Shape optimization of optical microscale inclusions
Manaswinee Bezbaruah, Matthias Maier, Winnifried Wollner
TL;DR
The paper tackles the problem of tailoring the macroscopic optical response of plasmonic metamaterials by shaping microscale inclusions. It develops a deformation-based homogenization framework for time-harmonic Maxwell equations, proving well-posedness and regularity of the deformed cell problem and enabling a gradient-based PDE-constrained optimization to match a target permittivity tensor $\varepsilon^{\text{target}}$. An adjoint formulation paired with gradient-based methods (gradient descent or BFGS) is used, with penalty terms ensuring mesh regularity during large deformations. Numerical experiments demonstrate the method’s ability to steer toward epsilon-near-zero configurations and to handle substantial mesh changes, highlighting a practical route for microstructural design in optical metamaterials. The approach lays groundwork for frequency-aware extensions and broader inverse-design of microscale geometries for prescribed macroscopic electromagnetic properties.
Abstract
This paper describes a class of shape optimization problems for optical metamaterials comprised of periodic microscale inclusions composed of a dielectric, low-dimensional material suspended in a non-magnetic bulk dielectric.
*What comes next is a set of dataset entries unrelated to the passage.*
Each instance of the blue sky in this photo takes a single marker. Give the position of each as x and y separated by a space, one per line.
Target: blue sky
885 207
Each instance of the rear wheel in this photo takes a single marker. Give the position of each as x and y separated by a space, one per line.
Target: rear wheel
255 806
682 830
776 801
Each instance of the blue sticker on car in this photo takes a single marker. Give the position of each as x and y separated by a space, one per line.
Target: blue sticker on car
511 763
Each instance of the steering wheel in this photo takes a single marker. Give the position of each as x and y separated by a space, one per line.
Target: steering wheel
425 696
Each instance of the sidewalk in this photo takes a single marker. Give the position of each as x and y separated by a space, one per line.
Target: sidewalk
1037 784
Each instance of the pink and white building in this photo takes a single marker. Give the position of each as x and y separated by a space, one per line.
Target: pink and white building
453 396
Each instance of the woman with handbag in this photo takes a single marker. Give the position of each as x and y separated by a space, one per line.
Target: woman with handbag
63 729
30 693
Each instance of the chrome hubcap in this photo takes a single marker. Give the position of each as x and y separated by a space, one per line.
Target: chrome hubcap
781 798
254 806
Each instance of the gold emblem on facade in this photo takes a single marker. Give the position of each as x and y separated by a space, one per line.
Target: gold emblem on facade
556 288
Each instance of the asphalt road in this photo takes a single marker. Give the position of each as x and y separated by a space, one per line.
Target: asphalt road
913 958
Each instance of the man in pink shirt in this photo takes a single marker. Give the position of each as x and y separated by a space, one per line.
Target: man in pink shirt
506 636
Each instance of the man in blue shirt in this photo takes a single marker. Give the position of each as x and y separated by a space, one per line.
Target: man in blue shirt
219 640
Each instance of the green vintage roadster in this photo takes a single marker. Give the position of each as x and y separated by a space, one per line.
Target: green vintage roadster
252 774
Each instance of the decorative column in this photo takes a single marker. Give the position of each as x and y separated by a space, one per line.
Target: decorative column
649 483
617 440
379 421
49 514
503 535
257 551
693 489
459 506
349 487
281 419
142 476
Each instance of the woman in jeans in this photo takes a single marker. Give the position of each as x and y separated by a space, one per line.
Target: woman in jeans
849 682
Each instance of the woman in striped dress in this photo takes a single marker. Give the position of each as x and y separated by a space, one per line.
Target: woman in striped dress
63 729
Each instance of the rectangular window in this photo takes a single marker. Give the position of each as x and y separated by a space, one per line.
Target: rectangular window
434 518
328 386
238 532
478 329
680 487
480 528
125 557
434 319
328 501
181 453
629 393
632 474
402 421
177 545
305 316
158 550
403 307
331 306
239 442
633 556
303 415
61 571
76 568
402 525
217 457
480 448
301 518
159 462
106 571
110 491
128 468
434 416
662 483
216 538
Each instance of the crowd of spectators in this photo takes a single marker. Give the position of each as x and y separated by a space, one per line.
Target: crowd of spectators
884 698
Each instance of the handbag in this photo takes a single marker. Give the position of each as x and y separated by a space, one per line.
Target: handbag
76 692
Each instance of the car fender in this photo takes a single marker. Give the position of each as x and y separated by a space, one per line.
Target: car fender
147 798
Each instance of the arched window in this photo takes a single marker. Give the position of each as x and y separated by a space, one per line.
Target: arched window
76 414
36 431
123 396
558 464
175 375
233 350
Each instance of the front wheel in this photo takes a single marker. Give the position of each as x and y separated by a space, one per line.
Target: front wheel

The shape optimization approach is based on a homogenization theory for time-harmonic Maxwell's equations that describes effective material parameters for the propagation of electromagnetic waves through the metamaterial. The control parameter of the optimization is a deformation field representing the deviation of the microscale geometry from a reference configuration of the cell problem. This allows for describing the homogenized effective permittivity tensor as a function of the deformation field. We show that the underlying deformed cell problem is well-posed and regular. This, in turn, proves that the shape optimization problem is well-posed. In addition, a numerical scheme is formulated that utilizes an adjoint formulation with either gradient descent or BFGS as optimization algorithms. The developed algorithm is tested numerically on a number of prototypical shape optimization problems with a prescribed effective permittivity tensor as the target.